Robert C. Wynn Baseball Field
- Interactive map of Robert C. Wynn Baseball Field
- Former names: Manatee Junior College Field (1959-1976)
- Location: 34 Street West at 57 Avenue Bradenton, Florida
- Coordinates: 27°26′21″N 82°35′40″W﻿ / ﻿27.439069°N 82.594421°W
- Owner: State College of Florida, Manatee–Sarasota
- Operator: The Manatees
- Capacity: 500
- Field size: Left Field -330 Center Field - 405 Right Field - 330^{[citation needed]}

Construction
- Opened: 1959
- Cost: $ million

Tenants
- State College of Florida Manatees (NJCAA) (1959-present) Bradenton Juice (SCL) (2007)

Website
- https://www.scfmanatees.com/landing/index

= Robert C. Wynn Baseball Field =

Baseball stadium in Bradenton, Florida

The Robert C. Wynn Baseball Field is a collegiate and former minor league baseball stadium, located in Bradenton, Florida. The field is currently the home of the Manatees baseball team from the State College of Florida, Manatee–Sarasota, formerly Manatee Community College and Manatee Junior College.

The stadium opened in 1959 as Manatee Junior College Field. In 1977 it was renamed after Robert C. Wynn, the State College of Florida coach who started the baseball program at the college in 1959. In 2012 the field received national recognition as the only college or university this year to be awarded the prestigious American Baseball Coaches Association (ABCA) TURFACE Field Maintenance Award.

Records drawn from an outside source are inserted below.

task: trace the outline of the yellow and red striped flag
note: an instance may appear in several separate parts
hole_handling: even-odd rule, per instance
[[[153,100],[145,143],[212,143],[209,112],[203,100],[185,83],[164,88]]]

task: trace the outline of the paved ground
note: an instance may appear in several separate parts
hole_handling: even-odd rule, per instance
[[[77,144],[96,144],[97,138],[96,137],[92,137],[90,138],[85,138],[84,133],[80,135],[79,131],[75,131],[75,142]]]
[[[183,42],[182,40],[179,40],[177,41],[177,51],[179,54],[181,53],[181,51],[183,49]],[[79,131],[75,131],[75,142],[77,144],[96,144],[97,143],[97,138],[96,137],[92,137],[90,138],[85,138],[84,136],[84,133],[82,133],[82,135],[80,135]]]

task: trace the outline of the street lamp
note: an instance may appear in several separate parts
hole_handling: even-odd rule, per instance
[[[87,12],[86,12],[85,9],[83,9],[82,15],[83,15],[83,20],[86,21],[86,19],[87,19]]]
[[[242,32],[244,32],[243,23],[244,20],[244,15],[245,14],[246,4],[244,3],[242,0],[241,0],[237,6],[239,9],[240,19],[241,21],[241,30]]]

In 2007 the stadium was also briefly the home of the Bradenton Juice, of the South Coast League. However the field could not a provide the proper environment for minor league baseball. Two examples cited by league officials were the team's inability to sell beer and have post-game fireworks, due to the stadium being located on the college's campus. As a result, the attendance for the Juice games was dismal with only 148 fans attending a May 25, 2007 game at the stadium against the Macon Music. The Juice folded after the 2007 season and the league became dormant in 2008.

The baseball facilities were renovated during the 2010–2011 school year. The improvements included a new entrance, parking lot, batter's eye, windscreens, palm trees and foliage, as well as a net backstop with a brick knee wall.